Humboldt High School building trades student Olivia Black shows a brass Civil War-era belt plate she uncovered while digging a footing for a house under construction in Humboldt. She is with Robbie Baker, a member of the Humboldt Historical Society Museum Board of Directors. The plate will be displayed at the museum. Courtesy photo
HUMBOLDT — A construction project turned into a unique history lesson this week when Humboldt High students hit upon some Civil War artifacts.
Olivia Black, a building trades student, was helping with the group’s next venture, building a home in the 500 block of Pecan Street.
Black was helping dig out soil a couple weeks back when she spotted a small piece of metal.
Neither she nor class instructor Scott Murrow knew what it was, only that it featured an eagle clutching a wreath in front of a field of stars.
“Neither one of us had any idea what she found or how old it was,” Murrow said afterward.
A visit to Robbie Baker, a Humboldt history buff and member of the Humboldt Historical Society Museum Board of Directors, gave them their answer.
Baker determined the artifact is a Civil War-era sword belt plate, worn by Union officers and military cadets in the mid 19th century.
It’s actually one of an unknown number of relics likely still hidden in and around Humboldt, Baker explained, pointing to the community’s rich Civil War history.
Humboldt was the site of an 1861 raid by those sympathetic to the Confederacy. Nobody was killed, but several buildings were ransacked and burned, and a number of former slaves were taken back into captivity.
Following the raid, Union soldiers set up camp in Humboldt — Camp Hunter — as the Union drove the Confederate attackers back across the Missouri state line.

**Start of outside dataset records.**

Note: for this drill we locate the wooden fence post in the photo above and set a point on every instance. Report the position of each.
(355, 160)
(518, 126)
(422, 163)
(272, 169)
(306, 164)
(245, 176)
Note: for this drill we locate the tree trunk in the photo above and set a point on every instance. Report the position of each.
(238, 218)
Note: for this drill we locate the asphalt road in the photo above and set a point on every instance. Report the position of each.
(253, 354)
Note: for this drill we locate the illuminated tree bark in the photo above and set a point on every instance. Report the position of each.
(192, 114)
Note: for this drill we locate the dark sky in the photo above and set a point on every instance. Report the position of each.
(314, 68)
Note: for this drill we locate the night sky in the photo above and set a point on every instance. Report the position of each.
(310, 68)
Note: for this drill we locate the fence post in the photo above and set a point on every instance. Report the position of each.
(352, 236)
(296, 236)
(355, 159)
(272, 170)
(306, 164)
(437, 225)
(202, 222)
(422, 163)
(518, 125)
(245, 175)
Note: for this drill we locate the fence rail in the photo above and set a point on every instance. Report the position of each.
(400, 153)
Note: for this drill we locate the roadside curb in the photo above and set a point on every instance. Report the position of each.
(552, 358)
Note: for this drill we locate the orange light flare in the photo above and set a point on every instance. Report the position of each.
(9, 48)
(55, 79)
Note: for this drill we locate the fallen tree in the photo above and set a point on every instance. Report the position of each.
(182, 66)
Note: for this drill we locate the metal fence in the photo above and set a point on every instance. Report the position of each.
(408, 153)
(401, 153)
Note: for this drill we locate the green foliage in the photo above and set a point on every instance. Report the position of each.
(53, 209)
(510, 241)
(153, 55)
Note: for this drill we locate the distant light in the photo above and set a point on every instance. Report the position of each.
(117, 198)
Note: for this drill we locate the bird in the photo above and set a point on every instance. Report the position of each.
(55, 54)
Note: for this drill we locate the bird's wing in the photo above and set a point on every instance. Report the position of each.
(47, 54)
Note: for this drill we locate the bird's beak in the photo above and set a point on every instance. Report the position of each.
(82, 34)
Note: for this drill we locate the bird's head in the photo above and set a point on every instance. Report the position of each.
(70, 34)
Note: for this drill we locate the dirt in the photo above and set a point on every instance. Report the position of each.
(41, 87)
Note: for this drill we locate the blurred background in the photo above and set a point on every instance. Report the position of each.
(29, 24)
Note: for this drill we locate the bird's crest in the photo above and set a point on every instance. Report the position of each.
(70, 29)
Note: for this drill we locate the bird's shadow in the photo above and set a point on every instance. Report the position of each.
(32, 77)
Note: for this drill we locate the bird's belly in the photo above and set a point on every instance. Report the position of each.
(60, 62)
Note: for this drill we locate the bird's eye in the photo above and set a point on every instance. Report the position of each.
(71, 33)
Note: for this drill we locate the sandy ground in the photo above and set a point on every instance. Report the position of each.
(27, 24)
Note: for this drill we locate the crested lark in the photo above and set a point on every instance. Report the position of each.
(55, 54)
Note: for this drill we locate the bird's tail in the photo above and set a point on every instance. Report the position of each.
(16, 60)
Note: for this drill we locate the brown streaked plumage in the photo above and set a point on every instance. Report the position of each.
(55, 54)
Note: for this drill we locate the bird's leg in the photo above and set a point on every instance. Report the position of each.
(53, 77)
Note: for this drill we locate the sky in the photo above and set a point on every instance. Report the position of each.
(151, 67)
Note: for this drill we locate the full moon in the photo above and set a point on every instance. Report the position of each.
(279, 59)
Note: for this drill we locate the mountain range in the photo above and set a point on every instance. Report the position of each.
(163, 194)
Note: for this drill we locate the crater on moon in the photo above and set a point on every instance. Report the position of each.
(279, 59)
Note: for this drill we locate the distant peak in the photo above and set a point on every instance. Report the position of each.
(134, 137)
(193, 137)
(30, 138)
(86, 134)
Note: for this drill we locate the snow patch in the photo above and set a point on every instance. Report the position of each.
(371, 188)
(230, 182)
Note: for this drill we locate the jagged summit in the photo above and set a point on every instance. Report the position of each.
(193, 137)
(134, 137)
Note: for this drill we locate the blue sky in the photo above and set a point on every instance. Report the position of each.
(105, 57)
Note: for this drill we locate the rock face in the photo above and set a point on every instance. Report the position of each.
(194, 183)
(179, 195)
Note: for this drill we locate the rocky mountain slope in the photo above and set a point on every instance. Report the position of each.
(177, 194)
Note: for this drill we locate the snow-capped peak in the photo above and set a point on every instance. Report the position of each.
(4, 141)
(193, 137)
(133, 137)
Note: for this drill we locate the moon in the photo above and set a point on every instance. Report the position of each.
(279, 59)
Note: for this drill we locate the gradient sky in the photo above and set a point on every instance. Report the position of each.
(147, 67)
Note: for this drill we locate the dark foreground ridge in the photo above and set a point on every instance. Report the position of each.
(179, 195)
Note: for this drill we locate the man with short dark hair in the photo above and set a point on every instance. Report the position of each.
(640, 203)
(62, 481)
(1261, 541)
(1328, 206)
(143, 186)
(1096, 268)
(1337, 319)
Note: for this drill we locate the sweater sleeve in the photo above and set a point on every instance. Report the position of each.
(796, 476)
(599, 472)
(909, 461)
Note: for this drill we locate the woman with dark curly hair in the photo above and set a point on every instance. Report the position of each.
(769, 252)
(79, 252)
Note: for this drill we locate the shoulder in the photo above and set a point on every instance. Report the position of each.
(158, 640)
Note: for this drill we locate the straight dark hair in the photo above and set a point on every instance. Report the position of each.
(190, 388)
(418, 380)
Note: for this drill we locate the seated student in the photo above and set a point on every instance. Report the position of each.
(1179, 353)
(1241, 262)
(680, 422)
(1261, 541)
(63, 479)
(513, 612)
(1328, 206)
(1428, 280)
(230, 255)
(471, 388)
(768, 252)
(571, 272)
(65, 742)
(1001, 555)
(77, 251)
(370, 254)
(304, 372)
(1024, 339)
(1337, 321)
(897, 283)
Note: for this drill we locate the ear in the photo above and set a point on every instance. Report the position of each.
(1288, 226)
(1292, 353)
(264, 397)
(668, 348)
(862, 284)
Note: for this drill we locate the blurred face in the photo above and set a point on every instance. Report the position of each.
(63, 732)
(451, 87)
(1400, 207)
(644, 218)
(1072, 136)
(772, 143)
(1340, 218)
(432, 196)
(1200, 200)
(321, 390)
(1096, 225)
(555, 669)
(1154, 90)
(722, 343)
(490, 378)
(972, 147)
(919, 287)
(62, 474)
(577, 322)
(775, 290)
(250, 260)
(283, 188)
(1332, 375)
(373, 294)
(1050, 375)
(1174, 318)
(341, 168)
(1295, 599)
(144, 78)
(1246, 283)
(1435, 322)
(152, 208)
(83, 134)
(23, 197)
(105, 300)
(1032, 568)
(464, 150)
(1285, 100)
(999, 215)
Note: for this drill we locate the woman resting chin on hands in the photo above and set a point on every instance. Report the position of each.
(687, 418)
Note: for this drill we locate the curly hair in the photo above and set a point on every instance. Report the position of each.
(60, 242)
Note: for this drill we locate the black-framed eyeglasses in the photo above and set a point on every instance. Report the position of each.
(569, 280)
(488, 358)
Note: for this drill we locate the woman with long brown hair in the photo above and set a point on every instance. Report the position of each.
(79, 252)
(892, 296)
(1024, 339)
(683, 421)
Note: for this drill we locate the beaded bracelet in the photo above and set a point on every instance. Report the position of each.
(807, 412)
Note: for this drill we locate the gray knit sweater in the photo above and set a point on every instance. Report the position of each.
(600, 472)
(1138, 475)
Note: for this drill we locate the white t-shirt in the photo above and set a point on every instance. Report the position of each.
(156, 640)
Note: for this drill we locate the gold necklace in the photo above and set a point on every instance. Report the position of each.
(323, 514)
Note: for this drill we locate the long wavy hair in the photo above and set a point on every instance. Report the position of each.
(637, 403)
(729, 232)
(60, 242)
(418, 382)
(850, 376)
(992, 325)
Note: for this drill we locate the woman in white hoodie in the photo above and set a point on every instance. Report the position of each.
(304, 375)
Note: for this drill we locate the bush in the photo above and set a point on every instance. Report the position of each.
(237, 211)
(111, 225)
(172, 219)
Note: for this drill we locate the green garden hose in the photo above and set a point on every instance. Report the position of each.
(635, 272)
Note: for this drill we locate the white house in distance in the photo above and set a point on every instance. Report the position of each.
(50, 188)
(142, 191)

WITH THAT as the prologue, Baker was able to help Black and Murrow find out a bit more about the plate.
“It has a couple of pieces that were broken off, but it’s still in pretty good shape,” Baker told the Register.
The Model 1851 the student uncovered is actually a rarity, according to a book on Civil War relics.
Made with stamped brass and adorned with lead, the belt plate has enough fine background striping to indicate it was to be worn by an officer, and not an enlisted soldier.
This type of construction is rarely seen and seems to be associated with a finely made officer’s full dress belts.